CPSIA - More Data on Devastation of Resale Industry

Can any sensible person continue to deny the pain inflicted on resale and consignment shops by the CPSIA? The issues have been well-documented for almost two years now. Not only were these small businesses needlessly harmed by this law and forced out of the children's market, but the neediest American families dependent on these outlets were left in the lurch, too. Congressional Democrats left them there with the justification that it was for their own good. Spoken like someone with warm clothing on. published an interesting piece on the plight of these retail outlets yesterday entitled "Some Thrift Shops Hurt by Lead-free Law". It starts out:

"Janis Nelson, owner of Growing Kids consignment shop in Riverdale, points to a heavy book of lead-paint recalls as explanation for the store's decision to stop selling second-hand children's toys . . . . she could not risk a $25,000 fine, which is possible under the law if a single toy with lead were to slip past the heavy book of recalls."

And the shops aren't the only losers. The article continues:

"Besides hurting the stores financially, [store owner Lorraine] DeHart said that the law can also hurt consumers, who may be turning to thrift shops because they cannot afford department store prices. 'People can't afford to buy it new,' she said. They might turn to garage sales, she said, where there tends to be less scrutiny over products sold. Yet even garage sales are not exempt from the new law. 'If you're going to have a garage sale, be careful what gets sold because if someone gets hurt they can sue you,' said Kathleen Reilly, public affairs specialist for the U.S. Consumer Product Safety Commission." [Emphasis added]

What a calming effect the CPSC has on this market! I can't wait to see what the CPSC's Small Business Ombudsman does to earn his wages. Perhaps he will roam the land assuring small businesses that by complying with the thousands of pages of rules under the CPSIA, they can avoid getting sued, fined or jailed.

Crazy? Remember the words of Inez Tenenbaum: "'CPSC’s new authority to seek higher civil penalties does not mean we will ignore serious violations by small businesses,' said CPSC Chairman Inez Tenenbaum. 'We will continue to take enforcement action against any business, large or small, that violates the Commission’s product safety laws and regulations.'"

And the market reality for the resale industry today?
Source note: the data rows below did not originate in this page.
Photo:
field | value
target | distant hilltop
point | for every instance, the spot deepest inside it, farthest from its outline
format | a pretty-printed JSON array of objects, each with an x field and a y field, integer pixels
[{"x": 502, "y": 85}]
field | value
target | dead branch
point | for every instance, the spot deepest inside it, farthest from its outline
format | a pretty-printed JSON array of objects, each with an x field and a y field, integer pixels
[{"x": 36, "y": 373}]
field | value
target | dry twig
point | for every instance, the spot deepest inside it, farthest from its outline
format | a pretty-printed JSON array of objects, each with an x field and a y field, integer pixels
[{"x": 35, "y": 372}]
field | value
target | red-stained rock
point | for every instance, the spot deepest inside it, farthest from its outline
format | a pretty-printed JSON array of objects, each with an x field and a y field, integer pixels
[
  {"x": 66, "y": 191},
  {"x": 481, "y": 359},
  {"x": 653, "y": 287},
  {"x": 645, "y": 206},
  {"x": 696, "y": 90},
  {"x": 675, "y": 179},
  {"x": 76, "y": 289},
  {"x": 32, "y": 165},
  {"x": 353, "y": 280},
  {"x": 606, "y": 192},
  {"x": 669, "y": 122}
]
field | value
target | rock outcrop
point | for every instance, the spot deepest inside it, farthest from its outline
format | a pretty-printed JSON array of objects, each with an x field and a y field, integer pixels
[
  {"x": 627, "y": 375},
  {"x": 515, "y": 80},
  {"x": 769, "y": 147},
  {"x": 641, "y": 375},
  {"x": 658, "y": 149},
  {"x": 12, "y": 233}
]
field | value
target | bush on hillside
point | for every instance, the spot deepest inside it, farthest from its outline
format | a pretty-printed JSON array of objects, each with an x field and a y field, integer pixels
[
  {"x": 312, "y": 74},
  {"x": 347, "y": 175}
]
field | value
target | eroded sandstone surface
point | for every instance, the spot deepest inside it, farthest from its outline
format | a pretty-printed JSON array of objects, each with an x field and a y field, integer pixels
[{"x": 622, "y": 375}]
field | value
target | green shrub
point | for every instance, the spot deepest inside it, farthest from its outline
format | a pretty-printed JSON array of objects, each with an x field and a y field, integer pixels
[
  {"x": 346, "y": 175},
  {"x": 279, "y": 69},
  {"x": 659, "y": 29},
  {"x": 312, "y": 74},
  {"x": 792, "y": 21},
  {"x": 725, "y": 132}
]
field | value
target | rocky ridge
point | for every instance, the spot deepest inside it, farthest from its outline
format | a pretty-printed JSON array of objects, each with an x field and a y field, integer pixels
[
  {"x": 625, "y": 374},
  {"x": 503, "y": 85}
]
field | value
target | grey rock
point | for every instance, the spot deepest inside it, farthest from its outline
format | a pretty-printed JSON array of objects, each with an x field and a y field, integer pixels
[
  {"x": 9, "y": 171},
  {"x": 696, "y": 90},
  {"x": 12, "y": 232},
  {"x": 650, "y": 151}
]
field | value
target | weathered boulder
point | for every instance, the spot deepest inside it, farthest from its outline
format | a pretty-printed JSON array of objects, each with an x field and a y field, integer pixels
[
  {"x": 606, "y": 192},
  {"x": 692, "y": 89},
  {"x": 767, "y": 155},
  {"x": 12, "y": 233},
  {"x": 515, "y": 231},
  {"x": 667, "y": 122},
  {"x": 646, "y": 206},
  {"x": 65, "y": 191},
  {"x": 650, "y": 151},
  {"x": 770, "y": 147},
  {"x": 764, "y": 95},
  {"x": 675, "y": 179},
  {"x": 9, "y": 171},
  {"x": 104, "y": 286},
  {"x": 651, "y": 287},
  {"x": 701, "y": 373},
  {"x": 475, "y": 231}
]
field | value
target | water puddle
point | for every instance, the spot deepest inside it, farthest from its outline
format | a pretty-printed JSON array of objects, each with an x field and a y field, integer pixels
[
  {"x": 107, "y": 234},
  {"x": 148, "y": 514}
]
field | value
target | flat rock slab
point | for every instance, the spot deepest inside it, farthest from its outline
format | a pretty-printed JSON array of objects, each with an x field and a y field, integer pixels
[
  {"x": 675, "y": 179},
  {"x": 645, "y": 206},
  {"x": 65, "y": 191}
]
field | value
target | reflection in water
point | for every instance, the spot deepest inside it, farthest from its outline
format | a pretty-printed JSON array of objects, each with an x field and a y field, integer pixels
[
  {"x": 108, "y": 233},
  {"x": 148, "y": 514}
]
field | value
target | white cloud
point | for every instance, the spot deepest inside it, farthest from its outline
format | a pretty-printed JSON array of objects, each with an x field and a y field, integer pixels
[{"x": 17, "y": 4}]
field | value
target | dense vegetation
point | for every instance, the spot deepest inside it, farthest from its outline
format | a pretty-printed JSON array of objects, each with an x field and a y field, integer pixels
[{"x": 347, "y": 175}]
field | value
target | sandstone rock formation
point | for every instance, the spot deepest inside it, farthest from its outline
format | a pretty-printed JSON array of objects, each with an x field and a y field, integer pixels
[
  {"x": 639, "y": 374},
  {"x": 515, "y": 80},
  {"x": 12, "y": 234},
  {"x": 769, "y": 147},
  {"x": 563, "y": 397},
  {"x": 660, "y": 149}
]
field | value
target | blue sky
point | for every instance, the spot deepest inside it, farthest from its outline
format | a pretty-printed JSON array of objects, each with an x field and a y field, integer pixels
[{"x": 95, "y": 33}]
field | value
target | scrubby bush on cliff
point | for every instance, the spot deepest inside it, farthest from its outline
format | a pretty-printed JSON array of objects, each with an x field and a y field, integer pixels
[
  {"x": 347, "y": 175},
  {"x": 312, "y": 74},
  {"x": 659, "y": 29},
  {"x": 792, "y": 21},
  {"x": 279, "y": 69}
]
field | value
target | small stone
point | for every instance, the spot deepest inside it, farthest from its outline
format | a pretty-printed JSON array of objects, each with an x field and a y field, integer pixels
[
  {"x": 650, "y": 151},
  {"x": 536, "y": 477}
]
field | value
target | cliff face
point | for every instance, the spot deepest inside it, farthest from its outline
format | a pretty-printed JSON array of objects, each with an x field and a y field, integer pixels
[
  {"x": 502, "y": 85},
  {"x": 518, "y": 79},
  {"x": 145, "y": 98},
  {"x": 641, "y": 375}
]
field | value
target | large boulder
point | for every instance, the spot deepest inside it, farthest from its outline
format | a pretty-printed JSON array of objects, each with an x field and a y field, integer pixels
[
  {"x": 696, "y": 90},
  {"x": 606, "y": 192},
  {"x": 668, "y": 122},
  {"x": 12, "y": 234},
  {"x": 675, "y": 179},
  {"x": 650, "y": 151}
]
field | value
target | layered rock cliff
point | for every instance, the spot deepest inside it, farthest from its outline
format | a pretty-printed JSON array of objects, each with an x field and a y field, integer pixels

Ask the National Association of Resale & Thrift Stores: "NARTS members have reported significant increases in both sales and incoming inventory, according to NARTS, but those that sold children's products did not fare as well with 44.2 percent experiencing a decrease in sales due to the challenges of complying with the consumer act of 2008."
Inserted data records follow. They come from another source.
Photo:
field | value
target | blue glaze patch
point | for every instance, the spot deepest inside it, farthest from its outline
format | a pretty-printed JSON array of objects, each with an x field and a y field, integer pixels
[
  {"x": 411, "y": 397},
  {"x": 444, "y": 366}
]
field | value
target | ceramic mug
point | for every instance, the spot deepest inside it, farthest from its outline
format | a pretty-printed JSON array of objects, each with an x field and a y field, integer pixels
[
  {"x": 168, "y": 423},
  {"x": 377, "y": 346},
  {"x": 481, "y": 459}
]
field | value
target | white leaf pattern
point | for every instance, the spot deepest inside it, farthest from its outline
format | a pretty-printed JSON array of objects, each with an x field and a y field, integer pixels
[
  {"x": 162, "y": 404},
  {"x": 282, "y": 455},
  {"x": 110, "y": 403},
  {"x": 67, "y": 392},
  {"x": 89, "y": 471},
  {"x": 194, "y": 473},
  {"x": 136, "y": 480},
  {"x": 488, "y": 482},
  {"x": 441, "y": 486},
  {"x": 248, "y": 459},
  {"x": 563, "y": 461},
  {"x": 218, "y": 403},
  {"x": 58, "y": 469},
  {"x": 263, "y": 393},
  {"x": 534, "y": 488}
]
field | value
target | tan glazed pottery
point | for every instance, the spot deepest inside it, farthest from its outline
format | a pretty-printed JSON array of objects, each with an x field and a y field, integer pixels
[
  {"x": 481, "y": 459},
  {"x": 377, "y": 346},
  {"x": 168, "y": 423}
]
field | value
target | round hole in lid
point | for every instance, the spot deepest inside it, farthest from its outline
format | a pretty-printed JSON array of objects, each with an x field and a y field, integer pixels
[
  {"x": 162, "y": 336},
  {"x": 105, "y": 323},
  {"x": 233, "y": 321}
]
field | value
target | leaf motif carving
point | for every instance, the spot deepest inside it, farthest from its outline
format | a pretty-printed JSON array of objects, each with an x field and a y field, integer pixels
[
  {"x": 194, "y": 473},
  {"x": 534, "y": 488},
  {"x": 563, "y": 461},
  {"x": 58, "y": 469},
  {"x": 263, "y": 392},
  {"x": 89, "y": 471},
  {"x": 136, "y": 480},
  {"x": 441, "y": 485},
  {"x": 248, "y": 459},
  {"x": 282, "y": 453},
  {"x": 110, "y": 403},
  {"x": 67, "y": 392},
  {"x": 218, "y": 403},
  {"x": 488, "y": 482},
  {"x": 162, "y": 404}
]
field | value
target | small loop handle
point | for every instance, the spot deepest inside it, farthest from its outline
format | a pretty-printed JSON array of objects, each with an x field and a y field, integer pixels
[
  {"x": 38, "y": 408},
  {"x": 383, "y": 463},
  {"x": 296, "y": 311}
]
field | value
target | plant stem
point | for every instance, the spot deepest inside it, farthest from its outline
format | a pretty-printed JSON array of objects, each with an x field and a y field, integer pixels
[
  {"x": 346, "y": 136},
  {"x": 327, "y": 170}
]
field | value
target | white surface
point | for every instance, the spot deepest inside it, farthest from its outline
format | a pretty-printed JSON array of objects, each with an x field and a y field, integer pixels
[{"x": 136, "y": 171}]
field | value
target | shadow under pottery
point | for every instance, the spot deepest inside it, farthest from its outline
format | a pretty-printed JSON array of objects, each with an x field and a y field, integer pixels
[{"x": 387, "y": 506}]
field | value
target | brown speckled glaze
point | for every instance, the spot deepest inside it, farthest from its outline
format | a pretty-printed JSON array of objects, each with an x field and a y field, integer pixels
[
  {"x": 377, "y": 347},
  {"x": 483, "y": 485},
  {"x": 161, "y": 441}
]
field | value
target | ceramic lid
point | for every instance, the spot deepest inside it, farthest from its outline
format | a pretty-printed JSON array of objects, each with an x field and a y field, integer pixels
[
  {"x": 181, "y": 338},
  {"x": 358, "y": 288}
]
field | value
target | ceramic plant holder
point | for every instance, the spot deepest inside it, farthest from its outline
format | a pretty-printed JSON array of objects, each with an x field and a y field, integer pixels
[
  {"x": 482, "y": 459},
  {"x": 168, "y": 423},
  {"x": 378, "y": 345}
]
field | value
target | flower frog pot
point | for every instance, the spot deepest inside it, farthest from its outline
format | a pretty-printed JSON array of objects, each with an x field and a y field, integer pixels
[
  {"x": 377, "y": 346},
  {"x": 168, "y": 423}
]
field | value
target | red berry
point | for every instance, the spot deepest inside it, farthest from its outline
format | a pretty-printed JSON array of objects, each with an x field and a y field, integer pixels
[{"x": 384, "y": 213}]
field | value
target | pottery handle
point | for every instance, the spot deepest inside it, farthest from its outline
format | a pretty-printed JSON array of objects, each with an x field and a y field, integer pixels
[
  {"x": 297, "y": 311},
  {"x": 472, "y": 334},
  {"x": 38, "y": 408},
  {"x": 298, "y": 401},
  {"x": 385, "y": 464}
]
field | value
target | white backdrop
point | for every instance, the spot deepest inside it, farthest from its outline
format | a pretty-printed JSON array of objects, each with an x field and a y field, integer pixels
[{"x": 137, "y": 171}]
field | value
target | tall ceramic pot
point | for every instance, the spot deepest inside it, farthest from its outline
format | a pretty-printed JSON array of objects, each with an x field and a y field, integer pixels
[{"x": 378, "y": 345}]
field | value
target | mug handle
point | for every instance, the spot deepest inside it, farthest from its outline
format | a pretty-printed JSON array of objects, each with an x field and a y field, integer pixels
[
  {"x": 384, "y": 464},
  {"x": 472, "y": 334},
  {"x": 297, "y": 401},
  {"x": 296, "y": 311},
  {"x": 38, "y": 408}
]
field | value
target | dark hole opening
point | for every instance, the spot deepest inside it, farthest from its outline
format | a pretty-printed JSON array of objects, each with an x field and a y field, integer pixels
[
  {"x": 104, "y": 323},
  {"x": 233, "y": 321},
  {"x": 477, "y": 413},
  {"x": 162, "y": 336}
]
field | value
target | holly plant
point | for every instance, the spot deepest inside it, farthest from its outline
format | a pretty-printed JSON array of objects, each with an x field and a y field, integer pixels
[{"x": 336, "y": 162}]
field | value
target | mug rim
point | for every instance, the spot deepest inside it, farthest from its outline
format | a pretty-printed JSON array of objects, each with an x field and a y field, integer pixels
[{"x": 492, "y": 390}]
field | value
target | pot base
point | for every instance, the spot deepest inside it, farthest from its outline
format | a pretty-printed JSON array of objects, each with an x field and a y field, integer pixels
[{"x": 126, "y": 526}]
It's time for Congress to stop sucking its thumb and do something for the neediest members of our society. Of course, some modest risk will be required to fix the mess they made in 2008. Resale shops deserve a bright line rule to encourage them back into the business of selling used children's products. The law's focus should be on recalled items only. The rest of the used children's product category should be saleable without risk of liability unless the store has actual knowledge of a hazard. The strictures of the CPSIA will slowly and effectively clear out old inventory over time.

The resale industry has NO HISTORY of selling dangerous products or harming children. The "risk" of restoring the market sanity that prevailed before the lead mania of 2007/8 is trivial but the harm inflicted by the CPSIA fix is real and profound.
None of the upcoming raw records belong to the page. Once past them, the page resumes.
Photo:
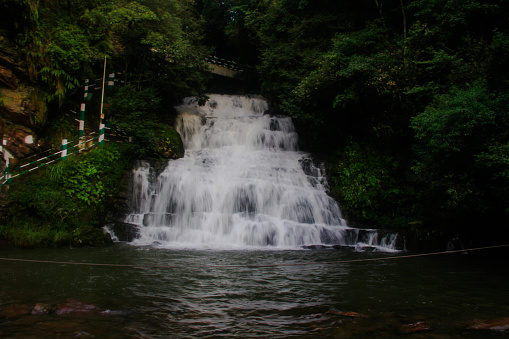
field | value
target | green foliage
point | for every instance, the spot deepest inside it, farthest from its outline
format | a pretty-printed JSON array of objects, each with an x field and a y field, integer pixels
[
  {"x": 64, "y": 203},
  {"x": 83, "y": 182},
  {"x": 365, "y": 183},
  {"x": 460, "y": 147}
]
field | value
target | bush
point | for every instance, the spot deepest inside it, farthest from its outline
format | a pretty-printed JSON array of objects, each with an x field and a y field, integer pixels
[
  {"x": 66, "y": 204},
  {"x": 364, "y": 181}
]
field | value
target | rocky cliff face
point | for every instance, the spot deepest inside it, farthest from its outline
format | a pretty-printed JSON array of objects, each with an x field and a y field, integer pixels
[{"x": 20, "y": 108}]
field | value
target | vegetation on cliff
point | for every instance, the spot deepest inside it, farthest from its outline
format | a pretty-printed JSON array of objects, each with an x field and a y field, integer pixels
[{"x": 409, "y": 99}]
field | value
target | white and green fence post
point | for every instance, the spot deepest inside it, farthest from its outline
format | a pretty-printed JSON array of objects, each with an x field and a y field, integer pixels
[
  {"x": 82, "y": 121},
  {"x": 101, "y": 133},
  {"x": 64, "y": 149},
  {"x": 8, "y": 175}
]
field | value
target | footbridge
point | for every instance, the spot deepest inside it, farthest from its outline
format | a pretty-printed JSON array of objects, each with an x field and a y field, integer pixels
[{"x": 223, "y": 67}]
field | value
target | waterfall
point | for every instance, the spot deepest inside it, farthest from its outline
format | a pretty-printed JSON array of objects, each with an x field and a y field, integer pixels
[{"x": 242, "y": 183}]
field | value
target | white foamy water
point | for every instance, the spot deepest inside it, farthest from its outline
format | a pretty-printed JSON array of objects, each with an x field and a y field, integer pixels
[{"x": 240, "y": 184}]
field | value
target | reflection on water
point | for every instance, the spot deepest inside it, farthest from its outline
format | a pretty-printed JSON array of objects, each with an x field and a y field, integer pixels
[{"x": 446, "y": 293}]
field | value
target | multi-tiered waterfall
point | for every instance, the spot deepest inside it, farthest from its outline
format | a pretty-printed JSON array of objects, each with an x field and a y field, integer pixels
[{"x": 241, "y": 183}]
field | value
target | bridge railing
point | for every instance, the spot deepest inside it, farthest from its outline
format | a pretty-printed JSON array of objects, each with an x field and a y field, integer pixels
[{"x": 224, "y": 63}]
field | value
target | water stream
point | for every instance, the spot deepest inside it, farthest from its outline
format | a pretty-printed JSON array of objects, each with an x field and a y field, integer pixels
[
  {"x": 242, "y": 183},
  {"x": 301, "y": 271}
]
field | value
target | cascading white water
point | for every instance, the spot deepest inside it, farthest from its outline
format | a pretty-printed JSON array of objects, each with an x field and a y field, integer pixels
[{"x": 241, "y": 183}]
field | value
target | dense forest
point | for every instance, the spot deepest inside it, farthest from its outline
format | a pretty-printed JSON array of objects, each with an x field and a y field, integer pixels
[{"x": 407, "y": 102}]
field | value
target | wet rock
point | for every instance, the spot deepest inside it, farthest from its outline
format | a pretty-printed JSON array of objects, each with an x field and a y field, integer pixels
[
  {"x": 122, "y": 231},
  {"x": 12, "y": 311},
  {"x": 497, "y": 324},
  {"x": 75, "y": 306},
  {"x": 420, "y": 326},
  {"x": 41, "y": 308}
]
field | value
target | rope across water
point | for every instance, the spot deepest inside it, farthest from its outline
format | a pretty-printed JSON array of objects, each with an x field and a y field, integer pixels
[{"x": 253, "y": 266}]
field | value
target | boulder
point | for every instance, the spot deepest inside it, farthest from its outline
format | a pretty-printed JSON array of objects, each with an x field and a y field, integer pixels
[
  {"x": 75, "y": 306},
  {"x": 420, "y": 326},
  {"x": 122, "y": 231},
  {"x": 497, "y": 324}
]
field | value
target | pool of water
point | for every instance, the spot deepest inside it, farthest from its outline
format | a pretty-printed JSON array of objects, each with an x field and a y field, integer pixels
[{"x": 184, "y": 293}]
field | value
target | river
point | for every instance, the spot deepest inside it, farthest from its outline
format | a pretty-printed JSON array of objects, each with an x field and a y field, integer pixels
[
  {"x": 240, "y": 239},
  {"x": 299, "y": 294}
]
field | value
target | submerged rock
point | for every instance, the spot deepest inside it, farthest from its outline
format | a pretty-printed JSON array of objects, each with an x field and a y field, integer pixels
[
  {"x": 497, "y": 324},
  {"x": 75, "y": 306},
  {"x": 347, "y": 314},
  {"x": 420, "y": 326},
  {"x": 41, "y": 308}
]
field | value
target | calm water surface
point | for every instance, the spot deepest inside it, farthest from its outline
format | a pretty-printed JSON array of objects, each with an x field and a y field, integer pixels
[{"x": 448, "y": 293}]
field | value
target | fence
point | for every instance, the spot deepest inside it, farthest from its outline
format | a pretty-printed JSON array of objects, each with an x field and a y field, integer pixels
[{"x": 33, "y": 162}]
It's time to 'fess up and fix the law, guys!


Anonymous said...

It's time for Congress to stop sucking its thumb and do something for the neediest members of our society.

I'm sure you don't mean to imply that only the neediest members of society shop resale. That line of thinking will only feed into Bob Adler's statements indicating that only non-profit resale entities are deserving of a bit of common sense, not we greedy folk who operate consignment businesses on a for-profit basis.

Rick Woldenberg, Chairman - Learning Resources Inc. said...

Anonymous, you make a good point. I was trying to point out a big loser in the CPSIA saga, needy Americans who shop at resale shops. They need our help. I certainly acknowledge that the customer base of resale shops extends FAR beyond that group. The distinction in Adler's analysis between the equities favoring sales to poor people over rich people is flawed, as I have pointed out in the past. The issue is safety, not income levels. In any event, thanks for the clarification.

Anonymous said...

I primarily shop thrift stores. However, as a needy American, I also shop Consignment stores! Sometimes there are items I can't get any other way, and it's cheaper still than buying new!